Puente Amado Nervo podría concluirse prematuramente
La construcción del Puente Amado Nervo, una de las obras estratégicas para mejorar la movilidad entre Jalisco y Nayarit, avanza a un ritmo acelerado y ya muestra un progreso visible en su estructura principal sobre el río Ameca.
Con los pilotes y columnas prácticamente concluidos, actualmente se trabaja en la colocación de trabes y durmientes que permitirán convertir la obra en una estructura continua, acercándola a la etapa donde podrá comenzar el colado de la superficie de rodamiento.
Durante la conferencia matutina del gobierno federal, el titular de la Secretaría de Infraestructura, Comunicaciones y Transportes (SICT), Jesús Antonio Esteva Medina, informó que el proyecto registra un avance cercano al 56 por ciento.
Detalló que la infraestructura principal ya cuenta con 126 pilotes terminados, así como con la subestructura conformada por 126 columnas y 21 cabezales, mientras que en la superestructura se han colocado 128 trabes de un total de 160, lo que permitirá avanzar en las piezas centrales en las próximas semanas.
“Amado Nervo va bien; estaba programado para agosto-septiembre (…) como ven, las zonas donde pasa el río ya tienen concluidos los apoyos; nos falta colocar las trabes centrales, pero se va a cumplir su fecha de conclusión”, explicó el funcionario federal al presentar el avance de la obra.
Las imágenes más recientes de la construcción muestran cómo la estructura del puente ya comienza a cruzar de forma visible el cauce del río Ameca, con largas vigas de concreto colocadas entre los apoyos que sostendrán la plataforma vehicular.
Grúas de gran capacidad trabajan en la instalación de los elementos prefabricados que darán continuidad lineal al viaducto, un proceso que, una vez concluido, permitirá iniciar la colocación de la losa y posteriormente el pavimento.
De acuerdo con el gobierno federal, el puente tendrá seis carriles de circulación, además de ciclovía y paso peatonal, y formará parte de un corredor vial de aproximadamente dos kilómetros de longitud, diseñado para conectar de manera directa el Aeropuerto Internacional de Puerto Vallarta con Nuevo Nayarit, reduciendo tiempos de traslado y desahogando el congestionado cruce actual sobre el río Ameca.
La presidenta de México, Claudia Sheinbaum, destacó que la obra es fundamental para una de las regiones turísticas con mayor crecimiento del país, donde el incremento del desarrollo urbano ha generado severos problemas de movilidad.
“Hoy es un atasco tremendo; estamos hablando de una de las zonas turísticas del país que más está creciendo y ahora tendrá un puente que permita desde el Aeropuerto de Puerto Vallarta llegar mucho más rápido a Nuevo Nayarit”, señaló.
Con estos avances, el gobierno federal estima que la obra podría concluir en julio de 2026, adelantándose a la fecha originalmente prevista para finales de noviembre.
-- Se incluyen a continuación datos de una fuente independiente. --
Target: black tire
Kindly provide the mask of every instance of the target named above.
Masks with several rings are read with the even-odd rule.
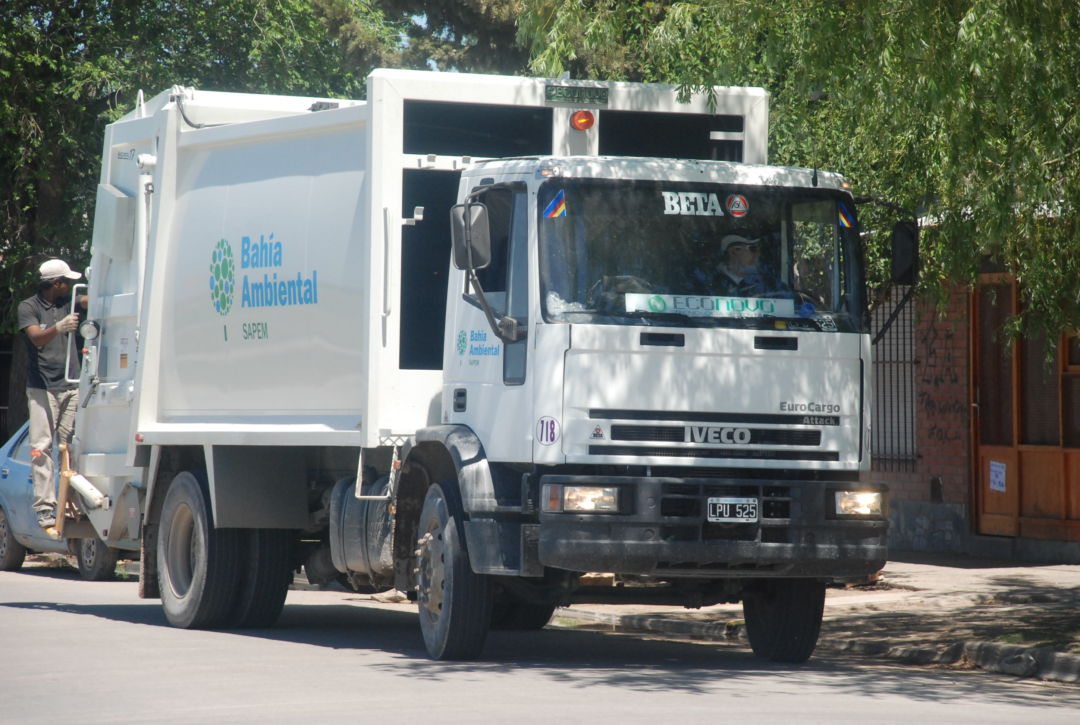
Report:
[[[491,609],[491,629],[526,632],[542,630],[551,621],[556,606],[526,602],[509,592],[501,592],[496,596]]]
[[[252,528],[241,532],[240,581],[226,628],[270,627],[285,606],[293,581],[292,532]]]
[[[110,549],[96,536],[92,539],[79,539],[75,547],[75,558],[79,562],[79,574],[87,581],[109,581],[117,577],[120,552]]]
[[[26,547],[15,540],[8,514],[0,509],[0,572],[16,572],[26,560]]]
[[[184,471],[168,486],[158,533],[158,586],[168,623],[220,627],[232,612],[240,532],[214,528],[203,474]]]
[[[420,511],[417,605],[420,631],[434,659],[472,659],[491,625],[491,580],[469,564],[460,499],[454,484],[428,488]]]
[[[800,663],[818,646],[825,585],[813,579],[773,579],[743,598],[746,636],[754,654],[773,662]]]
Sin embargo, uno de los puntos que genera preocupación entre especialistas y habitantes de la región se encuentra del lado de Puerto Vallarta, donde aún no se han realizado adecuaciones viales para recibir el flujo vehicular que generará el nuevo puente.
La avenida que deberá conectarlo con la ciudad no llega todavía hasta el punto de enlace y además se estrecha al ingresar al núcleo urbano, lo que podría convertirse en un nuevo cuello de botella si no se amplía la infraestructura.
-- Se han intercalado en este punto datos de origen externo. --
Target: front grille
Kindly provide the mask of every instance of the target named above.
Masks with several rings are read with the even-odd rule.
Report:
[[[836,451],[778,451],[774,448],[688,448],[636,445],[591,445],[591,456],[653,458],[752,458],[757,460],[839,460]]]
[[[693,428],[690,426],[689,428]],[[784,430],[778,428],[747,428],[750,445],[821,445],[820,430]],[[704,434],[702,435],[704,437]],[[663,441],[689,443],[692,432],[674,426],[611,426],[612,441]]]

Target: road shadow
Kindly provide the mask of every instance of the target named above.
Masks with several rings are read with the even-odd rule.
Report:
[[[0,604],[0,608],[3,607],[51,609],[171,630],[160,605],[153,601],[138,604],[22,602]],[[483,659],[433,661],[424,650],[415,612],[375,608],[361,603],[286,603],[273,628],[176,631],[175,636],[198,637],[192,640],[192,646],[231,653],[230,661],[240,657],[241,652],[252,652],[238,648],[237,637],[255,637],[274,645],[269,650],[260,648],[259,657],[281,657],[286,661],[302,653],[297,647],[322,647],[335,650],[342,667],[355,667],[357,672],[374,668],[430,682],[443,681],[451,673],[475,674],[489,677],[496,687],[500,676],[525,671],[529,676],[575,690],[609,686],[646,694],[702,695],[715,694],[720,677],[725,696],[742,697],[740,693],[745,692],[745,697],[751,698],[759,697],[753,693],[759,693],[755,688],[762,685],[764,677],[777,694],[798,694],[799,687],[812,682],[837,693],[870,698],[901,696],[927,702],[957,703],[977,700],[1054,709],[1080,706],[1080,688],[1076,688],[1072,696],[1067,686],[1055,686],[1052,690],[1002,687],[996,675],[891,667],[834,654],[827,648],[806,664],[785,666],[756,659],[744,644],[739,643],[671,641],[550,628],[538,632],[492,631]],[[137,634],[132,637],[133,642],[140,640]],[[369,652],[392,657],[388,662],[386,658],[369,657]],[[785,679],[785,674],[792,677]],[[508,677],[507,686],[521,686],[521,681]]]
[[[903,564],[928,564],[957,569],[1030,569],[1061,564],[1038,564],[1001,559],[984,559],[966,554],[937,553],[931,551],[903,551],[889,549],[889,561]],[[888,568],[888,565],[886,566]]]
En contraste, del lado de Bahía de Banderas, la vialidad que conectará con el puente ya se encuentra prácticamente terminada, lo que evidencia un avance más claro en la preparación urbana para la puesta en operación del nuevo cruce metropolitano.
A medida que las trabes continúan colocándose sobre el río y la estructura empieza a cerrar sus claros centrales, el Puente Amado Nervo comienza a tomar forma como una de las obras clave para la integración vial de la región Puerto Vallarta–Riviera Nayarit, aunque su verdadero impacto dependerá también de las obras complementarias que aún están pendientes del lado jalisciense.